Researchers report the identification of a novel transcription factor that helps regulate the differentiation of mesenchymal stem cells (MSCs) into bone in mice. Bone cell differentiation is still poorly understood, and MSCs offer a promising source of stem cells for regenerative medicine applications. The new transcription factor, called Osteoblast Inducer (ObI)-1, is described in an article published in Stem Cells and Development, a peer-reviewed journal from Mary Ann Liebert, Inc., publishers.
The article entitled "Identification of a Novel Transcription Factor Required for Osteogenic Differentiation of Mesenchymal Stem Cells" was coauthored by Francesca Querques and Anna DAgostino, CEINGE-Biotecnologie Avanzate (Naples, Italy), Università degli Studi di Napoli "Federico II" (Naples), and SEMM-European School for Molecular Medicine (Naples) and a team of researchers from these institutions and CRG-Centre for Genomic Regulation (Barcelona, Spain). The researchers identified ObI-1 in a screen of mouse MSCs and went on to show that it acts, at least in part, by stimulating the BMP signaling pathway, which controls the expression of Runx2.

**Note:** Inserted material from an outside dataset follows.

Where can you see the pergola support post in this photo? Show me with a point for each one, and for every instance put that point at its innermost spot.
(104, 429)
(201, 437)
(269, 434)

"Lucio Pastore and colleagues report for the first time that a novel transcription factor they named Osteoblast Inducer-1 regulates osteogenic differentiation acting upstream of Runx2. In their elegant paper they used both knockdown and overexpression experiments in both a multipotent murine bone marrow cell line as well as primary murine mesenchymal stem cells," says Editor-in-Chief Graham C. Parker, PhD, The Carman and Ann Adams Department of Pediatrics, Wayne State University School of Medicine, Detroit, MI.